Foundation models in digital pathology have a hidden vulnerability: they're learning to recognize which hospital generated an image rather than focusing purely on disease biology.

New research from Jonah Komen et al. reveals a fundamental challenge in building robust AI for medical imaging. Even when foundation models (FMs) are trained on massive datasets, downstream models built on top of them can latch onto "Clever Hans" features—superficial patterns like staining variations or scanning artifacts that correlate with medical centers rather than actual pathology.

Why this matters: For rare diseases where training data is scarce and must be pooled from multiple hospitals with different imaging protocols, these technical artifacts can severely limit model generalization.
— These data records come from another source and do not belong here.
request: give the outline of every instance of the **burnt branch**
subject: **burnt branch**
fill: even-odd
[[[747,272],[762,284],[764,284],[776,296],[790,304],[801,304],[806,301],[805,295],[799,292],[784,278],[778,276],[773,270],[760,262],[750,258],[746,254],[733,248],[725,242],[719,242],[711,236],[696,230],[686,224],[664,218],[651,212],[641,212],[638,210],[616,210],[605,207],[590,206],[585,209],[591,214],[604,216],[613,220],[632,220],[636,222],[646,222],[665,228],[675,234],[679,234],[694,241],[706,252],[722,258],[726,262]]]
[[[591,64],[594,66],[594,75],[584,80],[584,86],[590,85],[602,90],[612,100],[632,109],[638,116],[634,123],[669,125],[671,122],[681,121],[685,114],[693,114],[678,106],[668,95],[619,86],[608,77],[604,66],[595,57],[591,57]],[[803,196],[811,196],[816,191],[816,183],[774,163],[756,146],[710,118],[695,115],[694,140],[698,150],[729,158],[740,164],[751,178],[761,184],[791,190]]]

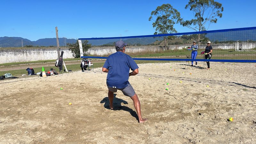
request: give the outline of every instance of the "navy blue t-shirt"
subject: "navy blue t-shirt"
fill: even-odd
[[[103,66],[108,69],[107,77],[108,86],[122,89],[127,86],[130,69],[133,71],[139,67],[129,55],[117,51],[108,56]]]

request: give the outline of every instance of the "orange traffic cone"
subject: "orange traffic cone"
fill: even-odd
[[[44,67],[42,67],[42,76],[44,77],[46,77],[46,74],[45,74],[45,72],[44,71]]]

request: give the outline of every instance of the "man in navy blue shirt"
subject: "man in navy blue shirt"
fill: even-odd
[[[114,93],[117,90],[120,90],[124,95],[130,97],[132,100],[138,115],[139,122],[143,123],[147,119],[141,117],[140,103],[128,81],[129,76],[135,76],[139,73],[139,67],[132,57],[124,53],[126,45],[123,41],[117,42],[116,43],[116,52],[108,56],[102,68],[102,71],[108,73],[107,85],[108,89],[109,107],[111,109],[113,109]],[[129,73],[130,69],[132,71]]]

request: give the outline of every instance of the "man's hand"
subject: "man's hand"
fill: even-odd
[[[137,68],[129,74],[129,76],[135,76],[139,73],[139,69]]]
[[[108,69],[107,69],[107,68],[102,68],[102,71],[103,72],[104,72],[105,73],[107,73],[108,72]]]

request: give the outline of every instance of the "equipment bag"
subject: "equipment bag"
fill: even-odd
[[[35,75],[35,71],[33,68],[28,68],[26,69],[26,70],[28,71],[28,75]]]
[[[12,76],[10,73],[7,73],[4,75],[4,78],[8,78],[9,77],[12,77]]]

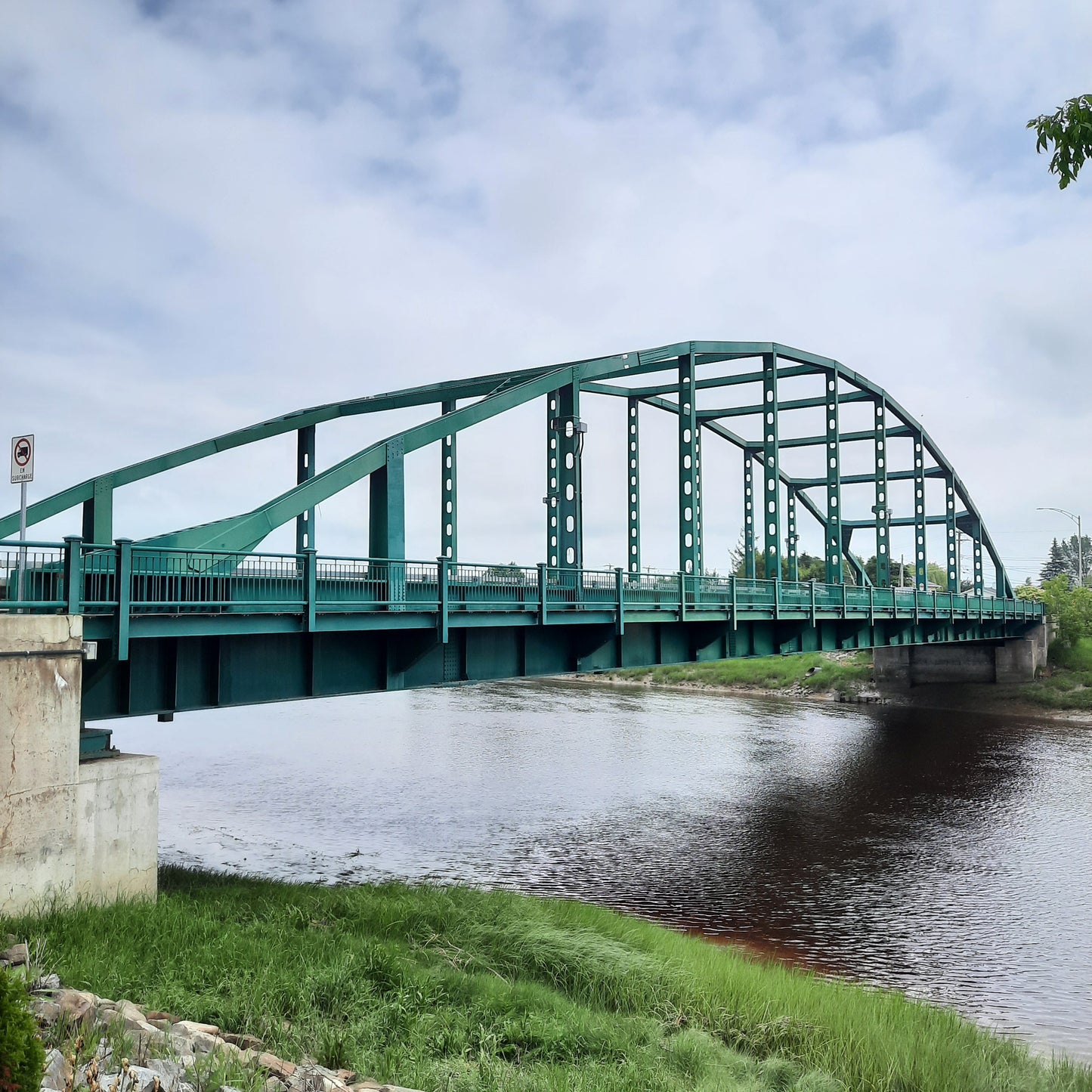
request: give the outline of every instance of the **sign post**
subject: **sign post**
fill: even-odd
[[[11,483],[19,485],[19,541],[26,542],[26,483],[34,480],[34,436],[11,438]],[[26,546],[19,547],[19,581],[16,600],[23,602],[23,570],[26,568]]]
A model that performs well at one institution may fail at another, not because the biology is different, but because it learned the shortcuts.

Key innovations and findings:
- The team demonstrated that biological and technical information become entangled in FM representation spaces—they're not encoded in separate directions, making it risky to simply "remove" center-specific signatures
- Three robustification approaches were tested: ComBat (representation adjustment), DANN (training-time correction), and stain normalization (image preprocessing)
- Stain normalization showed consistent improvements, while ComBat proved powerful but risked removing biological signals when data distributions varied across centers

The takeaway: There's a tension between preserving all information in foundation models versus making them robust to technical confounders. The authors argue that in medical settings—especially for rare diseases—robustified FMs are essential for clinical deployment, even if perfect disentanglement remains an open challenge.

This work pushes us to think more carefully about what our models are actually learning and whether we're building systems that will generalize when it matters most: across diverse patient populations and clinical settings.

Reserach: Generalizability


On the Generalizability of Foundation Models for Crop Type Mapping


The US and EU maintain detailed crop type maps with 80%+ accuracy, updated regularly. But most of the world—especially data-scarce regions in Africa, South America, and Asia—lacks this critical agricultural intelligence. Can foundation models trained on data-rich regions generalize to regions where labeled data is scarce?

Food security depends on accurate crop type mapping for yield prediction, conservation, and disaster assessment. Yet the geographic disparity in data availability creates a potential geospatial bias—models trained on developed nations may fail in developing ones, precisely where they're needed most.

Yi-Chia Chang et al. addressed this challenge by creating the first harmonized global crop type mapping dataset, combining five regional datasets across five continents, all focused on the four major cereal grains: maize, soybean, rice, and wheat.

𝘒𝘦𝘺 𝘧𝘪𝘯𝘥𝘪𝘯𝘨𝘴:
- SSL4EO-S12 (pre-trained on all 13 Sentinel-2 spectral bands) outperformed both SatlasPretrain and ImageNet weights by 3-27% across all regions
- Only 100 labeled images are sufficient for achieving high overall accuracy—but 900 images are needed to overcome severe class imbalance and improve average accuracy
- Out-of-distribution data helps significantly when in-domain samples are scarce (zero-shot learning), but can actually hurt performance when sufficient local data becomes available due to distribution shift

The research reveals both promise and pitfalls: while foundation models can bridge data gaps between regions, careful attention to data composition and distribution shift is essential. The takeaway? Prioritize in-domain data when available, but leverage out-of-domain pretraining strategically for data-scarce regions.

All datasets and code available via TorchGeo, Hugging Face, and GitHub.